Poem of the Week: Beachcomber by George Mackay Brown

  13 Jul '21   |  Posted by: Birlinn

Alexander McCall Smith selected George Mackay Brown‘s poem ‘Beachcomber’ for his anthology of Scottish poems, A Gathering. He writes:

George Mackay Brown wrote about Orkney, and that, of course, is very different from the world of Scotland’s western islands. Orkney is a place of cultivation as much as it is of fishing. Its history is different. Hebridean islands were in the orbit of Ireland; Orkney still feels Norse. ‘Beachcomber’ refers to a day when the harvest of the sea was exciting and exotic. Today it is plastic. And that chimes with two lines in [Brown’s] poem, ‘Hamnavoe’. The poet writes: ‘And because, under equality’s sun, / All things wear now to a common soiling . . .’ These lines might refer to the flattening effect of modern culture, where difference and colour, as well as character, are eroded by the bland and the international.
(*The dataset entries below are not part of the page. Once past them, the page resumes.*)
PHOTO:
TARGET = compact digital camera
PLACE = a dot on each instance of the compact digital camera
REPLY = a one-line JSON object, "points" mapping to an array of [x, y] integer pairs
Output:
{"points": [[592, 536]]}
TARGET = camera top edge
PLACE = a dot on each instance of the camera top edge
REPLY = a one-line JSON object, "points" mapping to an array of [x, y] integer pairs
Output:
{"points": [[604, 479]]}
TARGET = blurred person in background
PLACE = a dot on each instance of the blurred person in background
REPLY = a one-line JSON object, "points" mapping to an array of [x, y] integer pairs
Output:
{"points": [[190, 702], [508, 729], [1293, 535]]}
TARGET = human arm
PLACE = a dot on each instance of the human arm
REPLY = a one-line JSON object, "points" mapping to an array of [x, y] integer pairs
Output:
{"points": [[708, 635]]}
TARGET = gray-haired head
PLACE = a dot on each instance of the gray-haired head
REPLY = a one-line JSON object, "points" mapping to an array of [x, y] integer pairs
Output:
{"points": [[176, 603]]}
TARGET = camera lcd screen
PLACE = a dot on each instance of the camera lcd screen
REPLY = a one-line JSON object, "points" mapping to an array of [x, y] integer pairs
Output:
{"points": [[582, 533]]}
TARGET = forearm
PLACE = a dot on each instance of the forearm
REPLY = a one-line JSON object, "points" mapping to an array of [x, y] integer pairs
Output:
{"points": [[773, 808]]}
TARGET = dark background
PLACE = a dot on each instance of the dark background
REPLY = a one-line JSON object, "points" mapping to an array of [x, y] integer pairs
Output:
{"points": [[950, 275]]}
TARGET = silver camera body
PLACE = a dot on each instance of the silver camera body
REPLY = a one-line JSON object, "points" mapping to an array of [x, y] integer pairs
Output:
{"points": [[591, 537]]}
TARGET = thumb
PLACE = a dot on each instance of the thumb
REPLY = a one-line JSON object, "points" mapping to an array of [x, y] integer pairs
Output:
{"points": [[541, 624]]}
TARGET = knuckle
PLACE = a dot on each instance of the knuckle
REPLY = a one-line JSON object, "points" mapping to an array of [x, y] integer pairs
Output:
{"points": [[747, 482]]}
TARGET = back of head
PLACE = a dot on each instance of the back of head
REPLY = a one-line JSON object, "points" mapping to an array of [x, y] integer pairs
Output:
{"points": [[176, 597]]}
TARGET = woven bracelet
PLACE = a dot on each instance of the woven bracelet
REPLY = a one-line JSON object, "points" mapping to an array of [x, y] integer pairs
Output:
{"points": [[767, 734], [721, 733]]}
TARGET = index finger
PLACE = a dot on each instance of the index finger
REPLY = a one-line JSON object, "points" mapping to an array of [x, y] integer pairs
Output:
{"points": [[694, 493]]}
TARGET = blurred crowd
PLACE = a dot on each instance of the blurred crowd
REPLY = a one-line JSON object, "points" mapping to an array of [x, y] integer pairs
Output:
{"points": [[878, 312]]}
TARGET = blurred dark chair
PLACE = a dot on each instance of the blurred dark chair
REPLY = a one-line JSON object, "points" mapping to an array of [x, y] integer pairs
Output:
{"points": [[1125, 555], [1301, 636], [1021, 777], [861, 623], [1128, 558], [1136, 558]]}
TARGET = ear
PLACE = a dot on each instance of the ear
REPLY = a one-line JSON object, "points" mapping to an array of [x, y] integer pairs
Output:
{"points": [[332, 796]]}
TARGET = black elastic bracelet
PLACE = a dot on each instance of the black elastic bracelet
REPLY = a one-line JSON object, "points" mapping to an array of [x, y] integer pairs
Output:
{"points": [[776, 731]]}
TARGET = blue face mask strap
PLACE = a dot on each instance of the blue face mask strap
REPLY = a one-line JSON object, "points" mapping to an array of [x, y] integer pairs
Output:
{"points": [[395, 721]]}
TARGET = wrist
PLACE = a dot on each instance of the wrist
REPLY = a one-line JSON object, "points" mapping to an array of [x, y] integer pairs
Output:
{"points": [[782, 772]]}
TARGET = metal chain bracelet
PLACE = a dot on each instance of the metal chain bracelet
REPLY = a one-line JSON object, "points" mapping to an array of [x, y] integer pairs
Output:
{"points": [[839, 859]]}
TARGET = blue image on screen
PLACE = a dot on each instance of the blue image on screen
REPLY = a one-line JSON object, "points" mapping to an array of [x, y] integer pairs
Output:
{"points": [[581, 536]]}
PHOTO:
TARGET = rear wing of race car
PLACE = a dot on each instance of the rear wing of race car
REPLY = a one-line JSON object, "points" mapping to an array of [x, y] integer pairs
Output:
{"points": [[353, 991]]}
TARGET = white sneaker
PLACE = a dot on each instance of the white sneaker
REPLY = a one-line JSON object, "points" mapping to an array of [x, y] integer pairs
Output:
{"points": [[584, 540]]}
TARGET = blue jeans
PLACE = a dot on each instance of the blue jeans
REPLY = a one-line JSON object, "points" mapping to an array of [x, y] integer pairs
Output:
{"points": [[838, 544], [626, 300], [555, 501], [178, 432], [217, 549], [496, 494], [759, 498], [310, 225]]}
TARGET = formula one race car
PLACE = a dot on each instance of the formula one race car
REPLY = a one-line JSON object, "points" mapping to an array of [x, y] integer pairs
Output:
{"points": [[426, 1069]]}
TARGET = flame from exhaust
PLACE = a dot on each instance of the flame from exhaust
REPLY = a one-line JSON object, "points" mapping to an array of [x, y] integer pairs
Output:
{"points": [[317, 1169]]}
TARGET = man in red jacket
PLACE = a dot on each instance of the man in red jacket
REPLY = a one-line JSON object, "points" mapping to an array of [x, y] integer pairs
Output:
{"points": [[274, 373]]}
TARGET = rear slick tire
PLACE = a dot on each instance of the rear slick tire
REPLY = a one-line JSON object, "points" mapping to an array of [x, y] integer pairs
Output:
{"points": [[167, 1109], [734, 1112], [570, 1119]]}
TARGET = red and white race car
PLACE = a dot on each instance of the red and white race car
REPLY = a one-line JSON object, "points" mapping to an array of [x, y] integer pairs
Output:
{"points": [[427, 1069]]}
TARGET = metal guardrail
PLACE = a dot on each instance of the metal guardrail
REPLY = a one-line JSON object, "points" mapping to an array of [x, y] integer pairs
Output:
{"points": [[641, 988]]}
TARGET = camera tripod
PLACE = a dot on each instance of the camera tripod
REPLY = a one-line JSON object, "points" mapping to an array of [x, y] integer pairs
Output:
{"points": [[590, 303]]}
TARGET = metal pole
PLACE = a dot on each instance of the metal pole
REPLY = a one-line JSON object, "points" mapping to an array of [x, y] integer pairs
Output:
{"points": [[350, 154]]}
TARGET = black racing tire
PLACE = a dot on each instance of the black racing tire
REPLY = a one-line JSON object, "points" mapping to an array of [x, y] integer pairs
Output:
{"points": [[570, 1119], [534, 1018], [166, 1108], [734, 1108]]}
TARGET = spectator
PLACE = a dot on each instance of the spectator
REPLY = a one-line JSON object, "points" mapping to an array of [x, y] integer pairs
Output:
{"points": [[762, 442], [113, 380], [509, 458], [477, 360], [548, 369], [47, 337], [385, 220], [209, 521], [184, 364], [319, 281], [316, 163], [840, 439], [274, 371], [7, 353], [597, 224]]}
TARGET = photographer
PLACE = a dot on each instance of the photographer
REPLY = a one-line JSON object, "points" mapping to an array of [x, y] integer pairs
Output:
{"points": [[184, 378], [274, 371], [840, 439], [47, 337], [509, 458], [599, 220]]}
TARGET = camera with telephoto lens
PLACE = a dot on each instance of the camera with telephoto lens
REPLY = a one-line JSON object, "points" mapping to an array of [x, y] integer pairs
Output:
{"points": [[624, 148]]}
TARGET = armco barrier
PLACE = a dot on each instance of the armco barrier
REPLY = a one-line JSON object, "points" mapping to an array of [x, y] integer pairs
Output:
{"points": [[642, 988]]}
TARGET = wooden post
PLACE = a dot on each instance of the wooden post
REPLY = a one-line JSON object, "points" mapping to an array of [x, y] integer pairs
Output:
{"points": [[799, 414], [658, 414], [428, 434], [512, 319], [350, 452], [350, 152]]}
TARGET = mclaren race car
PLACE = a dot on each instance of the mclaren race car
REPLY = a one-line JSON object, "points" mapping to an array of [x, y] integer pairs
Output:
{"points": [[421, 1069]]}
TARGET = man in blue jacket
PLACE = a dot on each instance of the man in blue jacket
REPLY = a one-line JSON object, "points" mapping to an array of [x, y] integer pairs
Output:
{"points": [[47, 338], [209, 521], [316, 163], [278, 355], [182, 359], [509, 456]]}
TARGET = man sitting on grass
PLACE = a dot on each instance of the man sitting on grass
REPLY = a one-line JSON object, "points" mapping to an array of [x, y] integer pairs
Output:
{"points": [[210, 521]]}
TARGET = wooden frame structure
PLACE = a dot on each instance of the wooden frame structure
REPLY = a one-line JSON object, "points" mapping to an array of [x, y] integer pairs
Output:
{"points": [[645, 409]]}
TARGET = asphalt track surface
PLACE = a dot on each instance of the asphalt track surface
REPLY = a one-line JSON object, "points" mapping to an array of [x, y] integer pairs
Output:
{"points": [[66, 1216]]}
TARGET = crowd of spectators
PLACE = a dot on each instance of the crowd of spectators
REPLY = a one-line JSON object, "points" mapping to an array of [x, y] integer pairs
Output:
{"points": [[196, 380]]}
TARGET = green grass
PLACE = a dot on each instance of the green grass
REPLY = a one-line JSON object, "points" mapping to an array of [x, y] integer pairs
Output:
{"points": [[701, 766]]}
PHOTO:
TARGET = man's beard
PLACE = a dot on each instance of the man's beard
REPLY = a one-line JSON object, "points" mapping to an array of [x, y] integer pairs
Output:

The ocean’s harvest now, as it was then, is a reflection of what we put into it. Our holiday beachcombing may now be as much litter-picking as making glinting discoveries, but the ocean still throws back at us a reflection of ourselves.

George Mackay Brown

 Monday I found a boot –
 Rust and salt leather.
 I gave it back to the sea, to dance in.

 Tuesday a spar of timber worth thirty bob.
 Next winter
 It will be a chair, a coffin, a bed.

 Wednesday a half can of Swedish spirits.
 I tilted my head.
 The shore was cold with mermaids and angels.

 Thursday I got nothing, seaweed,
 A whale bone,
 Wet feet and a loud cough. 

 Friday I held a seaman’s skull,
 Sand spilling from it
 The way time is told on kirkyard stones.
 Saturday a barrel of sodden oranges.
 A Spanish ship
 Was wrecked last month at The Kame.
 Sunday, for fear of the elders,
 I sit on my bum.
 What’s heaven? A sea chest with a thousand gold coins.